Марион вспыхнула, потом рассмеялась.
— Продолжай, расскажи о нем, — попросила она.
— Ну, Чарли начал все время ссориться с Томом Матлонгом, Который был его ближайшим другом, потом со всеми остальными друзьями, обвиняя их в том, что они плетут против него интриги. Потом он начал писать письма, исполненные горечи, и отправлять их таким людям, как я, сюда. Мы не видели того, что сразу должны были увидеть. Потом мне неожиданно пришло письмо — я принесла его с собой. Ты хочешь на него взглянуть?

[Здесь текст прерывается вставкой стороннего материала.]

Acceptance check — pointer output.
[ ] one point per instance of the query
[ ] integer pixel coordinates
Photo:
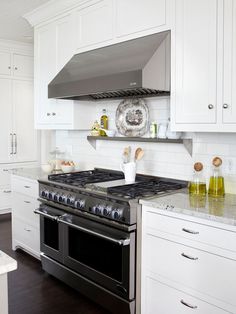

Марион протянула руку. Анна вложила ей в руку письмо. Анна думала: «Когда я положила это письмо в сумочку, я не отдавала себе отчета в том, зачем я это сделала…» Письмо было написано под копирку. Оно было отослано нескольким людям. «Дорогая Анна» было написано наверху плохо заточенным карандашом.
Дорогая Анна, в своем последнем письме к тебе я рассказывал о плетущихся против меня интригах и о врагах, которые замышляют меня убить. Мои бывшие друзья против меня восстали, на моей территории в своих речах они рассказывают людям, что я враг Конгресса и что я их враг. А я тем временем болею, и я пишу тебе, чтобы попросить тебя прислать мне чистой еды, потому что я боюсь руки отравителя. Я болею, потому что моей жене, как оказалось, платит полиция и сам губернатор. Она очень плохая женщина, с которой я должен развестись. Дважды меня незаконно арестовывали, и я должен все это терпеть, потому что мне никто не помогает. Я один в своем доме. За мной следят глаза сквозь крышу и сквозь стены. Меня кормят многими видами опасной пищи, начиная с человечины (мертвой человеческой плоти) и кончая рептилиями, в том числе — крокодилами. Крокодил возьмет свое, он отомстит. По ночам я вижу, как горят его глаза, как он смотрит на меня, а его морда на меня лезет сквозь стены. Скорее помоги мне.
С братским приветом, Чарли Темба.
Рука Марион с зажатым в ней письмом безвольно упала. Какое-то время она сидела молча. Потом она вздохнула. Марион встала, двигаясь почти как сомнамбула, отдала Анне письмо и, аккуратно расправив под собой юбку, снова села, сложила на груди руки. Она обронила, почти мечтательно или же как во сне:
— Анна, я не спала всю ночь. Я не могу вернуться к Ричарду, я не могу.
— А как же дети?
— Да, знаю. Но что ужасно, мне все равно. У нас есть дети потому, что мы любим мужчину. Ну, я так думаю. Ты говоришь, что для тебя это не так, а для меня так. Я ненавижу Ричарда. По-настоящему. Я подозреваю, что, должно быть, ненавидела его многие годы, не зная этого.